All countries represented in this study have made commendable progress in increasing evidence uptake and strengthening supportive systems. Establishing and strengthening necessary structures and the relationships that underpin them takes time as well as resources. Going forward, the findings from this study can help guide and support advocacy to increase domestic funding for health research, especially health policy and systems research, and ensure that civil servants as well as researchers have the capacity and support to collaborate and continue to bolster evidence uptake.

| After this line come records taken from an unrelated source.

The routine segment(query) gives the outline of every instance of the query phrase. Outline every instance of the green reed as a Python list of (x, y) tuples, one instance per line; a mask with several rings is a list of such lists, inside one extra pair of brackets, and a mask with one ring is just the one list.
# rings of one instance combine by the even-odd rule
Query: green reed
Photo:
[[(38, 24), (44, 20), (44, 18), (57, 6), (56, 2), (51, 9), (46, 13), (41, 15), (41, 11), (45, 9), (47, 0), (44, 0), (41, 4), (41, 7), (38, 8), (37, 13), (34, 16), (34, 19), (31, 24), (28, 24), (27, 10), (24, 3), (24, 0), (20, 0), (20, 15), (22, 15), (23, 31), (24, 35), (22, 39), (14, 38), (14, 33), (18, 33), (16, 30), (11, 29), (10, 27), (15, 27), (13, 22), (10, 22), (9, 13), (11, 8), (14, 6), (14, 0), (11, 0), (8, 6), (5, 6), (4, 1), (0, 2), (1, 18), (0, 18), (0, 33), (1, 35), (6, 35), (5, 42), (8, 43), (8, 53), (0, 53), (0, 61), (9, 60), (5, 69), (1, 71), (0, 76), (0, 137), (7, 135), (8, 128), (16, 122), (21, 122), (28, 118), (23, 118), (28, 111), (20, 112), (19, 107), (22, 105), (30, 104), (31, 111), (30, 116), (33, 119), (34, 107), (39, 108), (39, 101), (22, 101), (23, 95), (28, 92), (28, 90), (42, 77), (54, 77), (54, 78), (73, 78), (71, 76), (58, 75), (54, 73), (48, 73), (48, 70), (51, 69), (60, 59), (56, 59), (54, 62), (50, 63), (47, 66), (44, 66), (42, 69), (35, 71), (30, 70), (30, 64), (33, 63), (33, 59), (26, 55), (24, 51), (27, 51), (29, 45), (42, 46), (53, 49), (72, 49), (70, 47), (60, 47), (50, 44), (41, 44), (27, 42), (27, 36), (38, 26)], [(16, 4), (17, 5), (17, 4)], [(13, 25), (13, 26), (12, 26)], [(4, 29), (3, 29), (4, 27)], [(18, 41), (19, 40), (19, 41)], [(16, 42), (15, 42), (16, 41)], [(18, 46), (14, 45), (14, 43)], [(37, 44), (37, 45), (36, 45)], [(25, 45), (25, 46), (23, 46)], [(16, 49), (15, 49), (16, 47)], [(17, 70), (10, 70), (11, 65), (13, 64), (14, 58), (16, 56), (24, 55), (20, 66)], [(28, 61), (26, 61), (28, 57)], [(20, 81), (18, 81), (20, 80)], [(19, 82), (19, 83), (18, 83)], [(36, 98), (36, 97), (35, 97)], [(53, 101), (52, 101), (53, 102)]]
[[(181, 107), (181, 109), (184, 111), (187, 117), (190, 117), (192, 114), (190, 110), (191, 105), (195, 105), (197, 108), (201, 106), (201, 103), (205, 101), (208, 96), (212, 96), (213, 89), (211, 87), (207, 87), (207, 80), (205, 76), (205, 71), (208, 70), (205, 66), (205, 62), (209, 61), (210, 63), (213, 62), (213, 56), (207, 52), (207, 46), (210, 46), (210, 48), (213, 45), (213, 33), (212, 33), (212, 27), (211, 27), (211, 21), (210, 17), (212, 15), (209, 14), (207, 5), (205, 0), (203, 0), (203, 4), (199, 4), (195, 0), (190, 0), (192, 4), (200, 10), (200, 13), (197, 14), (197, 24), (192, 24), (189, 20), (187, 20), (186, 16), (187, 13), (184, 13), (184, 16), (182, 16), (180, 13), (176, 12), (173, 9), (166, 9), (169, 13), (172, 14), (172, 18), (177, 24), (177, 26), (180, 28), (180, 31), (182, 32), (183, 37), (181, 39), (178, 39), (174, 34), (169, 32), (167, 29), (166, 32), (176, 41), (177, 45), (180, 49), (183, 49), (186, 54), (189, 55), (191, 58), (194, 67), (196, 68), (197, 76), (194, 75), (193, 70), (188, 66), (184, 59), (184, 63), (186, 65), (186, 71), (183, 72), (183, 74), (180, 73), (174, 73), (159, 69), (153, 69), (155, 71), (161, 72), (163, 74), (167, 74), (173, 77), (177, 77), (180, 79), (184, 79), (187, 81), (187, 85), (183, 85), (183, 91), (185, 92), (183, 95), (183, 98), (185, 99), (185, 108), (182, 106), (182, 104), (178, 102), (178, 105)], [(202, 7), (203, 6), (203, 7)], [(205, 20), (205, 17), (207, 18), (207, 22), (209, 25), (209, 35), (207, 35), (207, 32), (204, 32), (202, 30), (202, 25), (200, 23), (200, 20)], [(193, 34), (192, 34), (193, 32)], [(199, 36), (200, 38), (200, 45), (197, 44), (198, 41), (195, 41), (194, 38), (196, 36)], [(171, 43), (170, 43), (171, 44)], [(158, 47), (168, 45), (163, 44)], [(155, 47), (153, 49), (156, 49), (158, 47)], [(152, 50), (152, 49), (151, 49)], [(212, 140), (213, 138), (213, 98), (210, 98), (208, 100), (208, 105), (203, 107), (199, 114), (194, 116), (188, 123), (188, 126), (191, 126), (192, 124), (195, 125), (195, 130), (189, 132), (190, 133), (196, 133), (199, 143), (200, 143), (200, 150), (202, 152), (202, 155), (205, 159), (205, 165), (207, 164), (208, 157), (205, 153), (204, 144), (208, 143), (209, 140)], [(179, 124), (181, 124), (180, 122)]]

循证决策对于卫生部门的领导力至关重要,有助于确定国家层面的优先事项,并制定基于严谨研究的解决方案。已经探讨了障碍和促进因素,但据报道,关于如何在国家内部加强个人和机构能力的证据有限,而且不一致地使用证据来为决策提供信息仍然是一个持续存在的挑战和关注点。
我们采用框架分析法比较了九个有针对性选择的国家(智利、埃塞俄比亚、加纳、吉尔吉斯斯坦、黎巴嫩、莫桑比克、卢旺达、南非和斯里兰卡)的经验。我们利用由国内团队制定的定性案例研究,探讨了预先设定的变革理论各组成部分中描述的促进因素和障碍,然后确定了与每个主题相关的六个跨领域主题和建议,供相关利益攸关方参考。
这些跨领域主题包括:(1)领导力和政治意愿;(2)激励措施和资源;(3)基础设施和获取卫生数据的途径;(4)指定的结构和流程;(5)互动和关系;(6)能力建设和参与。虽然每个案例国家的情况和经验不同,但这些主题中的常见促进因素和障碍都浮出水面,卫生部和其他政府机构发挥着重要作用,但也认识到需要包括研究人员、捐助者和民间社会在内的其他利益攸关方作为重要的合作伙伴,以加强对证据的采用。需要对研究能力、有能力的领导者和公务员的更强参与进行大量和持续的投资,以进一步推动这一进展并加强卫生决策过程。
参与本研究的所有国家在增加证据采用和加强支持系统方面都取得了值得称赞的进展。建立和加强必要的结构以及支撑它们的关系需要时间和资源。展望未来,本研究的结果可以帮助指导和支持宣传工作,以增加国内卫生研究资金,特别是卫生政策和系统研究资金,并确保公务员和研究人员有能力和支持进行合作,并继续加强证据采用。